The prisoners at Monowitz and all the prisoners in the sub-camps marched to the four concentration camps at Gleiwitz near the German border, arriving also on January 21st. They were then taken on trains to Buchenwald, Dachau, Sachsenhausen or Mauthausen. Among the prisoners at Monowitz was Elie Wiesel, who was taken to Buchenwald, where he was liberated on April 11, 1945 by American troops.
Altogether, there were 4,428 women and girls and 169 boys who stayed behind at Birkenau. Around 2,000 prisoners were left behind in the men’s camp at Birkenau and there were around 1250 men in the main camp who did not join the march out of the camp. There were 850 men who chose to stay behind at Monowitz. According to Primo Levi, around 800 of them were sick or injured and they were in the camp hospital. Primo Levi was one of the prisoners in the hospital.
The last roll call, taken by the SS on January 17, 1945, showed that there was a total of 16,226 prisoners in the main camp, called Auschwitz I. Of this number, there were 10,030 men and 6,196 women. The total count from the last roll call was 67,012 prisoners in the three Auschwitz camps, according to Danuta Czech’s book entitled “Auschwitz Kalendarium.” The Nazi records from the camp were turned over to the International Red Cross Tracing Service by the Soviet Union after the fall of Communism in 1989.
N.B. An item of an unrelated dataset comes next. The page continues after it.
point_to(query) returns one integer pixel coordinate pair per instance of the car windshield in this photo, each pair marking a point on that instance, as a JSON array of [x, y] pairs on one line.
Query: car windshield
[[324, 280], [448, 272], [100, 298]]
The last roll call showed that there was a total of 15,668 prisoners at Birkenau and four nearby sub-camps. The following figures were published in “Auschwitz Kalendarium”:
Birkenau Men’s Camp 4,473
Birkenau Women’s Camp 10,381
The photo above is a still photo from a movie made by Henryk Makarewicz, a soldier in the Polish Berlin Army, immediately after the camp was liberated.
Before the Nazis abandoned the camp, they burned some of the camp records and also set fire to the clothing warehouses and some of the barracks at Birkenau. The prisoners had named the area where the warehouses were located “Canada” because of the riches contained in these buildings. The warehouses and the barracks were still burning when the Soviet liberators arrived 10 days later.
You can read here about how Eva Moses Kor has been able to forgive Dr. Mengele and the other doctors at Auschwitz-Birkenau.
This quote is from the web site cited above:
What changed her was the death of Miriam, her twin, and meeting Dr. Hans Munch, a former SS physician at Auschwitz, who told her the “nightmare” had haunted him ever since. To her amazement, Kor found she actually liked him. He was also the first Nazi doctor to verify the existence of the gas chambers and crematories, and Adolf Hitler’s “final solution” plan to exterminate all European Jews.
Kor soon went on to forgive all of the Nazi doctors, including Dr. Josef Mengele. And she and Dr. Munch wound up signing separate documents — his verifying the Holocaust or Shoah actually happened and her “Declaration of Amnesty” letter — at the 50th anniversary of the liberation of Auschwitz in January 27, 1995. At the same time, she forgave her parents for not saving her from the horrors of Auschwitz and also herself for hating her parents because of that.